This Morning, Remarkable Moments

On Tennis Channel they're primarily showing Djokovic vs Berdych. On today's slow, slow clay, Djokovic is still Djokovic, and even though Berdych is bigger and hits harder he can't get the ball past Djokovic. The match isn't especially compelling, as is all too often the case with a Djokovic match. The level is very high, as you'd expect, but by the third game of the first set the match takes on the air of inevitability that so many of Djokovic's matches have. Soon enough, Djokovic has taken the first two sets in that hard-working-yet-comfortable way he dispatches almost everyone ranked higher than, say, 20 but below maybe four.

At the same time, on Suzanne Lenglen, we have David Goffin, from Belgium, 22 years old, ranked thirteenth in the world, versus Dominic Thiem, 19 years old, from Austria, ranked fifteenth in the world. It's the first Slam quarterfinal for either of them. Tomorrow one of them will play in a Slam semi-final for his first time. The winner, the announcers add, will for the first time in his career crack the top 10. When the broadcast cuts in to the match, you watch a little and conclude that it won't be long for the loser to reach that milestone as well.

Thiem holds a break at 4-3 in the first set, but loses the final three games to lose 6-4. They cut back to Djokovic-Berdych. Thiem gives up an early break in the second, they announce. When they cut back to Goffin-Thiem, it's 5-3. Thiem breaks, wins his serve, has a good shot for a second break to make it 6-5 but fails, and then wins his service game to force the tiebreaker.
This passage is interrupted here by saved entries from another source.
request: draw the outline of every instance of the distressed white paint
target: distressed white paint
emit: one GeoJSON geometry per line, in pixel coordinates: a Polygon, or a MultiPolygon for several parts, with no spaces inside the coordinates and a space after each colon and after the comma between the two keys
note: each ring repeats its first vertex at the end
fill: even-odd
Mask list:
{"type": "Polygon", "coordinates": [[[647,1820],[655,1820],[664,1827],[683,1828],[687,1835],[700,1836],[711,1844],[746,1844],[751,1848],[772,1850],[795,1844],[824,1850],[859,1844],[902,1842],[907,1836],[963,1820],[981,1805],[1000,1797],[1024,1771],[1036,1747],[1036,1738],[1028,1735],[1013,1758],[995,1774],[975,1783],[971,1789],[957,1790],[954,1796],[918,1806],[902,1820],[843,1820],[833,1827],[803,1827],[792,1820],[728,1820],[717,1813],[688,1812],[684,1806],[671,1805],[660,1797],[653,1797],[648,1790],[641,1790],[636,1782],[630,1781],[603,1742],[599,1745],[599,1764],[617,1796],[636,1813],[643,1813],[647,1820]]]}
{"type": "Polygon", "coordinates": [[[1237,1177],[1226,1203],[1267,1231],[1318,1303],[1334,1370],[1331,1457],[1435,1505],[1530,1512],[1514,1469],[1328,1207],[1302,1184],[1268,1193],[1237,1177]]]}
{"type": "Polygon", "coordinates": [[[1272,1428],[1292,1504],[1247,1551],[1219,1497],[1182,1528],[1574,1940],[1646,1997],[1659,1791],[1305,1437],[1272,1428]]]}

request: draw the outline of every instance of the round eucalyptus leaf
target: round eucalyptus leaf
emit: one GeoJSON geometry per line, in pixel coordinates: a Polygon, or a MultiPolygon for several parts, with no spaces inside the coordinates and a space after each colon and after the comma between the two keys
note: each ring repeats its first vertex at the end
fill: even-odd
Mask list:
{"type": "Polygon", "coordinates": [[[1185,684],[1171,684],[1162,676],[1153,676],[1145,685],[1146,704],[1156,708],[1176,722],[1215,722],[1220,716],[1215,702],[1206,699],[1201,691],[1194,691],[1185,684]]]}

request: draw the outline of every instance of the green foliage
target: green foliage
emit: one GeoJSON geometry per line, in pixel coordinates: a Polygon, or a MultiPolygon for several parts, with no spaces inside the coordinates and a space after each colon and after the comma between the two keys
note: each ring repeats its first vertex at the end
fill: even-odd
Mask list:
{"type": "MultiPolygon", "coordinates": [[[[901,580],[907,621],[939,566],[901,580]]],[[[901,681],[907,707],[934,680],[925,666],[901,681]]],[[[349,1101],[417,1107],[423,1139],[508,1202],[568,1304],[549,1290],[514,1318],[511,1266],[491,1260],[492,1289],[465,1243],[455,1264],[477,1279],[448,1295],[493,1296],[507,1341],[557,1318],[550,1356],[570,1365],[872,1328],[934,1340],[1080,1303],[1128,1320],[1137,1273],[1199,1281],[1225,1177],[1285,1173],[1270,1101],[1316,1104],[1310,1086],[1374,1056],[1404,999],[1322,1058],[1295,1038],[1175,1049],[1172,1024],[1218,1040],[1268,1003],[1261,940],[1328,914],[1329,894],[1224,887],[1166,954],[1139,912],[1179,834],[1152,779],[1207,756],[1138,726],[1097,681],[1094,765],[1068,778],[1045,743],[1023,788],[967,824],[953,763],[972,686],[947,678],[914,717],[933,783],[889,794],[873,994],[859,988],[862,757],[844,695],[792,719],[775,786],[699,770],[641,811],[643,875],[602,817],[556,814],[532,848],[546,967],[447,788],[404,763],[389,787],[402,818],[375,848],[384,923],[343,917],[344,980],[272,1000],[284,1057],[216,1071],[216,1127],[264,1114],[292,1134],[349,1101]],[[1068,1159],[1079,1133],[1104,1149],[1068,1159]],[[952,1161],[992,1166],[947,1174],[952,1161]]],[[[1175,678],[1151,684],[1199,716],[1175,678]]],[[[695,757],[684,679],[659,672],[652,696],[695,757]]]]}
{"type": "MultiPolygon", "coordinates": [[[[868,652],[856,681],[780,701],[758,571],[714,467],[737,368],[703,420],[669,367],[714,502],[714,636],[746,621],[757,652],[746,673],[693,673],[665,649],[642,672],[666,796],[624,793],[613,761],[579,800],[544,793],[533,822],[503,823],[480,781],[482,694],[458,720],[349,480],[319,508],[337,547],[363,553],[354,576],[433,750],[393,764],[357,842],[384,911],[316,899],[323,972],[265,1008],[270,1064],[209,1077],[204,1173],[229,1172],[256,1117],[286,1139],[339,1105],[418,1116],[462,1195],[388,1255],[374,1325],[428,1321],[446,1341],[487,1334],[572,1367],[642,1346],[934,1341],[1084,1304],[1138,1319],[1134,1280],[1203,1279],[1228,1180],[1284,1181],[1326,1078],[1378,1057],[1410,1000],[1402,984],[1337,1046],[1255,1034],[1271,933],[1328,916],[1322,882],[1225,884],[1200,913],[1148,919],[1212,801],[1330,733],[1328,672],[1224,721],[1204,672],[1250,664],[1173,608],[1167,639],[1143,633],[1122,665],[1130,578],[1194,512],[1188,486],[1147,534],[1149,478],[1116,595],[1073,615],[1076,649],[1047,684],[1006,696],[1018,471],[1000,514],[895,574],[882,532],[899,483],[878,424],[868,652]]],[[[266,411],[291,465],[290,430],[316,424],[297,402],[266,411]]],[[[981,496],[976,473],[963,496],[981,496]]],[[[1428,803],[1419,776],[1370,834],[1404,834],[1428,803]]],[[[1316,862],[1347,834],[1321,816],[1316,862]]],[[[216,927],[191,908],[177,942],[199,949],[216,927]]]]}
The quality of play is very high and the match has become very exciting to watch. They certainly aren't cutting away now.

Thiem now is putting everything into not going down two sets to zero. He is hitting harder than I have ever seen anyone hit. Goffin looks like the Roadrunner when he runs, and he gets everything. Thiem hits even harder and Goffin keeps retrieving. Thiem takes a 5-2 lead, then drops the next three points. He earns himself set point at 6-5, then loses two to face set point against at 6-7 but on his serve. Goffin defends so well that soon it is Goffin on the attack, he has moved up to net, and Thiem throws up a soaring desperation lob that lands just inside the baseline. Goffin hits a curling overhead deep but to Thiem's forehand side, and Thiem takes it like it's on a tee, ripping the ball down the line so hard you swear you see it blue-shift, and even still somehow Goffin manages to get a racquet to it. Goffin's shot doesn't land in play but even so that's two amazing things on the same shot, Thiem's pace and Goffin's reaction and quickness.

This shot of Thiem's, over the highest part of the net at set point against, they measure at 101 miles per hour.

At 7-7 he hits another forehand down the line, this one measuring 103 miles per hour. This one not even Goffin can get to.

Now it's set point for Thiem on Goffin's serve at 7-8, and Thiem continues hitting the ball like it hurt his family, and finally a shot of Goffin's flies long and Thiem wins the set. Still, though, it feels like Thiem's victory in this moment will be pyrrhic. He's been hitting this hard because it's taken everything he has to push Goffin off-balance at all. There's no pleasure in it, no sense that he's thrilling in what he's capable of. The dominant emotion coming from him is during the tiebreaker is desperation. He mustn't, simply must not, go down two sets to zero. And he doesn't. When it's over, instead of celebration, there is only relief.

This: this is why I watch. Neither Thiem nor Goffin may thrill in it, but I do. For these sixteen points they have played like the whole world is at stake, and I get to witness it.